Balance Board
Learn how to do the Balance Board with proper form and technique. This body weight exercise primarily targets your Quads, with secondary emphasis on Calves, Hamstrings, Glutes.

How to Do the Balance Board
Follow these steps to perform the Balance Board with correct form:
- 1Place the balance board on a flat surface.
- 2Step onto the balance board with one foot, ensuring it is centered.
- 3Slowly shift your weight onto the foot on the balance board, keeping your core engaged.
- 4Maintain your balance and stability as you hold the position for a desired amount of time.
- 5Repeat the exercise with the other foot.
Balance Board Muscles Worked
Primary
Secondary
Exercise Details
- Equipment
- body weight
- Body Part
- upper legs
- Category
- Extended
Recovery & Training Frequency
- Recommended Recovery Time
- 2–3 days
- Weekly Frequency
- 2–3 sessions per week
- Why
- Isolation work on large muscles produces targeted damage but lower systemic fatigue than compound variants. 48–72 h between sessions is generally adequate for intermediate trainees.
Sets & Reps by Goal
Strength
- Sets
- 3–4
- Reps
- 5–8
- Rest
- 90–120 s
Isolation movements can be trained with moderate loads for strength, though peak strength expression is secondary to compound lifts.
Hypertrophy
- Sets
- 3–5
- Reps
- 10–20
- Rest
- 45–90 s
Isolation exercises shine in the 10–20 rep range with a 2-second eccentric. Taking the final set close to failure drives maximum hypertrophic stimulus.
Endurance
- Sets
- 2–4
- Reps
- 20–30
- Rest
- 20–45 s
Light-load, high-rep isolation work is useful for rehab, joint health, and pump-focused training.

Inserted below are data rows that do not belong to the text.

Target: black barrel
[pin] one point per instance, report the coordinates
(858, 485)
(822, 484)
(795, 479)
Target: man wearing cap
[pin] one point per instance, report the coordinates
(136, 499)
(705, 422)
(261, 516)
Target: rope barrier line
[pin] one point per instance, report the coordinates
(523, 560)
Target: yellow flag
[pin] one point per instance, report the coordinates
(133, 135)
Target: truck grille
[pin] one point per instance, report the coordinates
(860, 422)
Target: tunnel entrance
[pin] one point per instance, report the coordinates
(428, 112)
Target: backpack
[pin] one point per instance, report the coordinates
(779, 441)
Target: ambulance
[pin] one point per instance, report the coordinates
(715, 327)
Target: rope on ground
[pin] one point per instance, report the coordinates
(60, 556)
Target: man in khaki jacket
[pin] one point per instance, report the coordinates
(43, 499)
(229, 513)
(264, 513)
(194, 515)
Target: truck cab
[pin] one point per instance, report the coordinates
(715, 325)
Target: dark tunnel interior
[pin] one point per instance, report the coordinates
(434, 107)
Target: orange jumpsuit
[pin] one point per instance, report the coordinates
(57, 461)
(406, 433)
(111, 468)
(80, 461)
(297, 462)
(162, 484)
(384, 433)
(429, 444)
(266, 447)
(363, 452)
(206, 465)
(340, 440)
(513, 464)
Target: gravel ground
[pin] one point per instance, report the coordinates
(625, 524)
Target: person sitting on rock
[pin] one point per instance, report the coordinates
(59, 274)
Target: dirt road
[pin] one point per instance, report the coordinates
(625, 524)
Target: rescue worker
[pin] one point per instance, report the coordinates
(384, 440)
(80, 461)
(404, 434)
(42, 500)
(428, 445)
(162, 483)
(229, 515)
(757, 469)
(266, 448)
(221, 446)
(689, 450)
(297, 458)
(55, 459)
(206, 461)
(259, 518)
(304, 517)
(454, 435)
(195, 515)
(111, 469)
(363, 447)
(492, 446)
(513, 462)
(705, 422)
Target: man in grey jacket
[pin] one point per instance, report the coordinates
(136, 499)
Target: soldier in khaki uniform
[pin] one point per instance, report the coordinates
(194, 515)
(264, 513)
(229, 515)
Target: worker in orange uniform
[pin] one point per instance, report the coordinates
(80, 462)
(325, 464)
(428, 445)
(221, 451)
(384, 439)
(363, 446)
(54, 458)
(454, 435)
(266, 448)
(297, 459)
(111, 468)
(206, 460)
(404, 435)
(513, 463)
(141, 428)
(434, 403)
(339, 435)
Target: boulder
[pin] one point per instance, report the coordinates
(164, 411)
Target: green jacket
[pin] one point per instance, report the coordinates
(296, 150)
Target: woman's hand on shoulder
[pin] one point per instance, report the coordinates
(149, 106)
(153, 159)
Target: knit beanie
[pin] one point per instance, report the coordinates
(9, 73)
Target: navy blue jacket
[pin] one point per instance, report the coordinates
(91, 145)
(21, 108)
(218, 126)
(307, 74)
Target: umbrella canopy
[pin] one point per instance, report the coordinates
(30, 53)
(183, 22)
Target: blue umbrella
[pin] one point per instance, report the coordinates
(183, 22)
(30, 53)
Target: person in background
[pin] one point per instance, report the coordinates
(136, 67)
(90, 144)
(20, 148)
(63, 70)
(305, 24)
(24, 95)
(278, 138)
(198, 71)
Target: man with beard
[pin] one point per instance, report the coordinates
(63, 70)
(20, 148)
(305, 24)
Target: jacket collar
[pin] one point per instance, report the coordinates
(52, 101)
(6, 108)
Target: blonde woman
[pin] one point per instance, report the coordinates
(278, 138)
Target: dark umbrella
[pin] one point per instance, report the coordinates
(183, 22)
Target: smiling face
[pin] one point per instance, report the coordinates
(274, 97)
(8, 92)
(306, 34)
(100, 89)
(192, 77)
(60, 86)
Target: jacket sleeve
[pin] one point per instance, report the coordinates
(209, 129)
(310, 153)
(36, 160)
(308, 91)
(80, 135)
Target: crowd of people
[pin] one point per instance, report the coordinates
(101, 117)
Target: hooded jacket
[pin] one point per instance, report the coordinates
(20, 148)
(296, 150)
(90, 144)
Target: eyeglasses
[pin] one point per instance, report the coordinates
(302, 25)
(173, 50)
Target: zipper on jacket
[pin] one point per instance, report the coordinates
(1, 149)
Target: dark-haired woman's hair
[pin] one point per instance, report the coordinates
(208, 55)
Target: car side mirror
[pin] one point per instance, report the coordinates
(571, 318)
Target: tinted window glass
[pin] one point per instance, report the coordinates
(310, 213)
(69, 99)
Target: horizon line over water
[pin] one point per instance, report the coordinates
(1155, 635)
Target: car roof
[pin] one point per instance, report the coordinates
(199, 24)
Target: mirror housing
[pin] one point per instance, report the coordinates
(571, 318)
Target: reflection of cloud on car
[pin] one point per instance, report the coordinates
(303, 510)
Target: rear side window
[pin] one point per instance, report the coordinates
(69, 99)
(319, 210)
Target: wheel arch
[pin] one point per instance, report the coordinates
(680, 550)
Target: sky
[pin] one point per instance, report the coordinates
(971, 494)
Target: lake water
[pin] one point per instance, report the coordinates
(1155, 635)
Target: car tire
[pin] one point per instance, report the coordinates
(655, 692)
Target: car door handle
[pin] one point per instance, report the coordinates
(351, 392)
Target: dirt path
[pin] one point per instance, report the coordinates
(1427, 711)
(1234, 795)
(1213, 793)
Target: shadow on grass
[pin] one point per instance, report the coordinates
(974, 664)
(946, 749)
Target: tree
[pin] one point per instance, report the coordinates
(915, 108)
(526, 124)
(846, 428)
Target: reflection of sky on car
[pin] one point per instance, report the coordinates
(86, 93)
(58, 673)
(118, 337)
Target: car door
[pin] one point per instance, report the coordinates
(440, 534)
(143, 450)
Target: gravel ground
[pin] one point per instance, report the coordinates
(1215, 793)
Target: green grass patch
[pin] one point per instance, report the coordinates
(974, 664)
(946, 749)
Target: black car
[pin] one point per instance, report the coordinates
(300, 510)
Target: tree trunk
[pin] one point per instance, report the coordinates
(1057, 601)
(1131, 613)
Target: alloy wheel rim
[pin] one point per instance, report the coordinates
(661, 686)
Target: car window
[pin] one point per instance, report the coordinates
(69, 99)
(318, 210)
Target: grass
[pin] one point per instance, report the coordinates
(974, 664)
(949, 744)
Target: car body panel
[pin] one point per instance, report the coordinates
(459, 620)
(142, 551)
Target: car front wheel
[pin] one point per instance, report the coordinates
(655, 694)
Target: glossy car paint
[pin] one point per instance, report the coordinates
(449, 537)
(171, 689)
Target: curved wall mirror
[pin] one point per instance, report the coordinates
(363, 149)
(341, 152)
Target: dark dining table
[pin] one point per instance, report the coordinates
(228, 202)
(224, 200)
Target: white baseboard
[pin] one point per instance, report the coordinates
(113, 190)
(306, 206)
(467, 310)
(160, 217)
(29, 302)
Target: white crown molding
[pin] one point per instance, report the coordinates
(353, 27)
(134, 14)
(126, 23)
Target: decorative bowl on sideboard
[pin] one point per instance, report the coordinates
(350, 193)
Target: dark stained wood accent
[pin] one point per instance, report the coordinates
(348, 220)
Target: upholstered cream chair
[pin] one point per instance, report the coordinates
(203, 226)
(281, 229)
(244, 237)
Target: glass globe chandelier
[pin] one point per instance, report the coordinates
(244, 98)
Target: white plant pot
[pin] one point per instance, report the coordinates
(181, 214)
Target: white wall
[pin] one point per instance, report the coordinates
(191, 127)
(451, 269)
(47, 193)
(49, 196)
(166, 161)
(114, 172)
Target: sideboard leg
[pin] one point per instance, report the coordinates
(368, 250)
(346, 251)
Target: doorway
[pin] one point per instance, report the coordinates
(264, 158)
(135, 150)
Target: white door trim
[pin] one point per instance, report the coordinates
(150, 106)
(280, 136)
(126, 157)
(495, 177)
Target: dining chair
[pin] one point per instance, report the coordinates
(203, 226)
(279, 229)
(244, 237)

Which Workout Splits Include Balance Board?
Based on the muscles this exercise targets, it fits naturally into these training splits and day types:
Push / Pull / Legs
Leg Day
Upper / Lower
Lower Day
Full Body
Any session
Bro Split
Leg Day
Not sure which split is right for you? Cora builds personalised training plans that match your schedule and goals. Learn more about progressive overload.
Related Exercises
Frequently Asked Questions
What muscles does the Balance Board work?
The Balance Board primarily targets your Quads. Secondary muscles worked include Calves, Hamstrings, Glutes. This makes it an effective exercise for developing your upper legs.
Do I need equipment for the Balance Board?
No. The Balance Board is a bodyweight exercise that requires no equipment. You can perform it anywhere with enough space.
How do I perform the Balance Board with proper form?
Start by Place the balance board on a flat surface. Step onto the balance board with one foot, ensuring it is centered. Slowly shift your weight onto the foot on the balance board, keeping your core engaged. Focus on controlled movement throughout the entire range of motion. See the full step-by-step instructions above for complete form guidance.
How often should I do the Balance Board?
For most people, allow 2–3 days between sessions targeting the same muscle group. That translates to 2–3 sessions per week. Isolation work on large muscles produces targeted damage but lower systemic fatigue than compound variants. 48–72 h between sessions is generally adequate for intermediate trainees.
What are the best sets and reps for the Balance Board?
It depends on your goal. For strength: 3–4 sets of 5–8 with 90–120 s rest. For hypertrophy (muscle growth): 3–5 sets of 10–20 with 45–90 s rest. For endurance: 2–4 sets of 20–30 with 20–45 s rest.
Which workout splits is the Balance Board best for?
The Balance Board fits well into the following training splits: Push / Pull / Legs (Leg Day), Upper / Lower (Lower Day), Full Body (Any session), Bro Split (Leg Day). It is classified as a legs, lower movement.